Wednesday, November 15, 2006

Estimation of Bare-Soil Evaporation Using a Calorimetric Approach with Heat Flux Measured at Multiple Depths.

Joshua Heitman, Iowa State Univ, 1718 Crawford Street, Boone, IA 50036, Thomas Sauer, National Soil Tilth Lab USDA-ARS, 2150 Pammel Dr., Ames, IA 50011-4420, United States of America, Robert Horton, Iowa State Univ, 2543 Agronomy Hall, Ames, IA 50011, and Thomas DeSutter, USDA-ARS, 1524 Duff Ave., Ames, IA 50010.

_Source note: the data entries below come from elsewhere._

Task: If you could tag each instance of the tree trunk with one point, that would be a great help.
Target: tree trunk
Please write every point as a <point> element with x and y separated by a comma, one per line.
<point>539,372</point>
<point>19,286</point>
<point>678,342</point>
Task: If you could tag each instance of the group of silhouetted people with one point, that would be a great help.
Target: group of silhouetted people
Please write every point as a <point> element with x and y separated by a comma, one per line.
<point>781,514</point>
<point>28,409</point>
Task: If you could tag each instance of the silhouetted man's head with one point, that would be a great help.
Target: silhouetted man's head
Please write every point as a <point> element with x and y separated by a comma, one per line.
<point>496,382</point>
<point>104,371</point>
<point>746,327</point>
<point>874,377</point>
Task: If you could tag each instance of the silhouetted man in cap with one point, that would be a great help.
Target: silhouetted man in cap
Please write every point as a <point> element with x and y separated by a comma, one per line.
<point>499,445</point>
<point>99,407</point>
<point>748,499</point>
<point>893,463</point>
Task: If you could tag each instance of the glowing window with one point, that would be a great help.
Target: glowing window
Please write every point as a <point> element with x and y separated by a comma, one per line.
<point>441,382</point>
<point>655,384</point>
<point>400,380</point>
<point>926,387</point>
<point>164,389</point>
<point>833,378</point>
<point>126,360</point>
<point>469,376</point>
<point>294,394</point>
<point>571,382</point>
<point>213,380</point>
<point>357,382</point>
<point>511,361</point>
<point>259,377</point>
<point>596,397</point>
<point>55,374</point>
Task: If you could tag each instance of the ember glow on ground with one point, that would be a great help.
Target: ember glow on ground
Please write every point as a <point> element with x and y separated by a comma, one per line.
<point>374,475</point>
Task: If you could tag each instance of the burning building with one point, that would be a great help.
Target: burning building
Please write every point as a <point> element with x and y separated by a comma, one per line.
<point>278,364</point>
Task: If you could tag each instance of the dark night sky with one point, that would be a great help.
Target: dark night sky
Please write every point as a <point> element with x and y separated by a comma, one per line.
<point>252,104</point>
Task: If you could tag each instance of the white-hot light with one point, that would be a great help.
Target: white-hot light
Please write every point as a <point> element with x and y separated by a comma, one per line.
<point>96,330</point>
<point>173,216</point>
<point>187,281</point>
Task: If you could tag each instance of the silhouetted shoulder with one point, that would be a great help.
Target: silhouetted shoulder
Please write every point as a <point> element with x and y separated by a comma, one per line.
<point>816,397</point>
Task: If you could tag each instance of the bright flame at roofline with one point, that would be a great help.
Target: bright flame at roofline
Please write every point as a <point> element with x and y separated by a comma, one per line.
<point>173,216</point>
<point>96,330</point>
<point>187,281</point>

An assumption in calorimetric methods for soil heat flux is that sensible heat terms can be balanced (i.e., if the heat flux is known at one depth, the heat flux at another depth may be determined by monitoring the change in heat storage). Latent heat from water evaporation is assigned to the energy balance at the surface. Despite this convention, evaporation occurs within the soil and represents a large potential heat sink. A soil energy balance would include a latent heat term in addition to the calorimetric terms. This provides an additional unknown term that could be calculated by monitoring soil heat flux at two depths. Experiments were performed in a bare field environment to evaluate this calculation of latent heat.  We used three-needle heat-pulse sensors to monitor soil heat capacity, thermal conductivity, and temperature from 0.6 mm to 7 cm below the soil surface. From these data we calculated soil heat flux and changes in heat storage. This information was used in the calorimetric approach, but with the soil heat flux known at both the upper and lower depths. The residual from this calculation (i.e., the net heat flux minus the change in heat storage) was treated as latent heat associated with water evaporation. These residuals provide an estimate of the temporal pattern of evaporation for a given depth increment. Daily summation of the residuals was compared to independent measurements of evaporation from mini-lysimeters. Our approach showed strong agreement with estimates from the mini-lysimeters (within 0.1 mm per d) between rainfall events, but poor agreement for periods immediately after rainfall events. Possible reasons for this disparity will be discussed. The calorimetric approach used here shows promise for providing additional information in the surface energy balance and showing temporal patterns of evaporation.